The synthetic division table is:
$$ \begin{array}{c|rrrr}3&1&-7&0&40\\& & 3& -12& \color{black}{-36} \\ \hline &\color{blue}{1}&\color{blue}{-4}&\color{blue}{-12}&\color{orangered}{4} \end{array} $$The solution is:
$$ \frac{ x^{3}-7x^{2}+40 }{ x-3 } = \color{blue}{x^{2}-4x-12} ~+~ \frac{ \color{red}{ 4 } }{ x-3 } $$Step 1 : Write down the coefficients of the dividend into division table. Put the zero from $ x -3 = 0 $ ( $ x = \color{blue}{ 3 } $ ) at the left.
$$ \begin{array}{c|rrrr}\color{blue}{3}&1&-7&0&40\\& & & & \\ \hline &&&& \end{array} $$Step 1 : Bring down the leading coefficient to the bottom row.
$$ \begin{array}{c|rrrr}3&\color{orangered}{ 1 }&-7&0&40\\& & & & \\ \hline &\color{orangered}{1}&&& \end{array} $$Step 2 : Multiply by the number on the left, and carry the result into the next column: $ \color{blue}{ 3 } \cdot \color{blue}{ 1 } = \color{blue}{ 3 } $.
$$ \begin{array}{c|rrrr}\color{blue}{3}&1&-7&0&40\\& & \color{blue}{3} & & \\ \hline &\color{blue}{1}&&& \end{array} $$Step 3 : Add down last column: $ \color{orangered}{ -7 } + \color{orangered}{ 3 } = \color{orangered}{ -4 } $
$$ \begin{array}{c|rrrr}3&1&\color{orangered}{ -7 }&0&40\\& & \color{orangered}{3} & & \\ \hline &1&\color{orangered}{-4}&& \end{array} $$Step 4 : Multiply by the number on the left, and carry the result into the next column: $ \color{blue}{ 3 } \cdot \color{blue}{ \left( -4 \right) } = \color{blue}{ -12 } $.

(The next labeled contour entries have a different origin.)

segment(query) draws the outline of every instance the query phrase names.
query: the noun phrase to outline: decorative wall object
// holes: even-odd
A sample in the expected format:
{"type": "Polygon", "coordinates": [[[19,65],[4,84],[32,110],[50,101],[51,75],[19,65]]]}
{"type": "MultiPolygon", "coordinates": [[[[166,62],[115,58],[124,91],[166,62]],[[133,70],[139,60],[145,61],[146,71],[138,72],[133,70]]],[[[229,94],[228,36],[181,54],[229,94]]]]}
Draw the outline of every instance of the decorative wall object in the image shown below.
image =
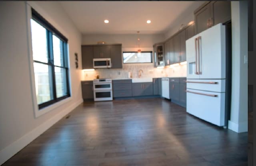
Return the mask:
{"type": "Polygon", "coordinates": [[[76,60],[76,68],[78,68],[78,57],[77,53],[75,53],[75,59],[76,60]]]}

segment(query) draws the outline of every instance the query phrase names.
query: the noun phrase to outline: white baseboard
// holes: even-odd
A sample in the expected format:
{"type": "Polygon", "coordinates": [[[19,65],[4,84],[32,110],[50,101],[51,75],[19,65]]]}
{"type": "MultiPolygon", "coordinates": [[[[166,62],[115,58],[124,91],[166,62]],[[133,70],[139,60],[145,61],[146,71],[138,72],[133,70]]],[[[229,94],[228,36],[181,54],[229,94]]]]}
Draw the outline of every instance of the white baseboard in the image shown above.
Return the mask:
{"type": "Polygon", "coordinates": [[[76,102],[0,151],[0,165],[8,160],[82,102],[83,100],[82,99],[76,102]]]}
{"type": "Polygon", "coordinates": [[[244,122],[236,123],[232,121],[228,121],[228,128],[236,133],[240,133],[248,131],[248,122],[244,122]]]}

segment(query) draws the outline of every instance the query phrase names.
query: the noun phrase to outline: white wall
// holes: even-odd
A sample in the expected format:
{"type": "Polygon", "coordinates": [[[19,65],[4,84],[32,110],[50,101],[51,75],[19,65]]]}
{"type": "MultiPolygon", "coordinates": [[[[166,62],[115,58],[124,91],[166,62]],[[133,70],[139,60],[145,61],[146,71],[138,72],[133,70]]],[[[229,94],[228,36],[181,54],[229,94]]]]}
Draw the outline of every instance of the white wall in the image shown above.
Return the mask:
{"type": "Polygon", "coordinates": [[[200,5],[205,3],[205,1],[198,1],[192,4],[189,7],[189,12],[185,12],[178,17],[173,23],[173,25],[164,33],[164,39],[166,39],[178,32],[182,24],[183,27],[186,26],[190,22],[194,21],[194,12],[199,8],[200,5]],[[191,9],[193,9],[191,10],[191,9]]]}
{"type": "Polygon", "coordinates": [[[68,39],[71,100],[36,118],[29,66],[26,4],[0,2],[0,165],[82,102],[81,35],[56,2],[31,5],[68,39]],[[75,68],[74,53],[79,55],[75,68]]]}
{"type": "Polygon", "coordinates": [[[237,132],[248,131],[248,16],[246,1],[231,2],[232,85],[228,128],[237,132]]]}
{"type": "MultiPolygon", "coordinates": [[[[152,47],[154,43],[164,41],[164,35],[162,34],[84,35],[82,44],[96,44],[98,41],[103,41],[108,44],[122,43],[123,48],[137,48],[138,36],[140,39],[140,45],[141,47],[152,47]]],[[[144,50],[142,48],[141,51],[144,50]]]]}

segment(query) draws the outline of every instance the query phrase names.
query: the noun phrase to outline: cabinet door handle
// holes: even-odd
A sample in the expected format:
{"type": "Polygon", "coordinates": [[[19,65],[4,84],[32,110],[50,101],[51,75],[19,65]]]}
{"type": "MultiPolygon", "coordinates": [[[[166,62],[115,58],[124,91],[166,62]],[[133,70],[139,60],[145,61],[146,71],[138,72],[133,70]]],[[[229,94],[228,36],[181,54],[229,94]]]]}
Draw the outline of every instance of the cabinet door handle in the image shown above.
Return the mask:
{"type": "Polygon", "coordinates": [[[213,21],[214,21],[213,18],[211,18],[211,20],[210,20],[211,22],[210,22],[210,27],[211,27],[213,26],[213,24],[214,24],[213,21]]]}
{"type": "Polygon", "coordinates": [[[210,27],[210,19],[207,20],[207,27],[210,27]]]}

$$ \begin{array}{c|rrrr}\color{blue}{3}&1&-7&0&40\\& & 3& \color{blue}{-12} & \\ \hline &1&\color{blue}{-4}&& \end{array} $$Step 5 : Add down last column: $ \color{orangered}{ 0 } + \color{orangered}{ \left( -12 \right) } = \color{orangered}{ -12 } $
$$ \begin{array}{c|rrrr}3&1&-7&\color{orangered}{ 0 }&40\\& & 3& \color{orangered}{-12} & \\ \hline &1&-4&\color{orangered}{-12}& \end{array} $$Step 6 : Multiply by the number on the left, and carry the result into the next column: $ \color{blue}{ 3 } \cdot \color{blue}{ \left( -12 \right) } = \color{blue}{ -36 } $.
$$ \begin{array}{c|rrrr}\color{blue}{3}&1&-7&0&40\\& & 3& -12& \color{blue}{-36} \\ \hline &1&-4&\color{blue}{-12}& \end{array} $$Step 7 : Add down last column: $ \color{orangered}{ 40 } + \color{orangered}{ \left( -36 \right) } = \color{orangered}{ 4 } $
$$ \begin{array}{c|rrrr}3&1&-7&0&\color{orangered}{ 40 }\\& & 3& -12& \color{orangered}{-36} \\ \hline &\color{blue}{1}&\color{blue}{-4}&\color{blue}{-12}&\color{orangered}{4} \end{array} $$Bottom line represents the quotient $ \color{blue}{ x^{2}-4x-12 } $ with a remainder of $ \color{red}{ 4 } $.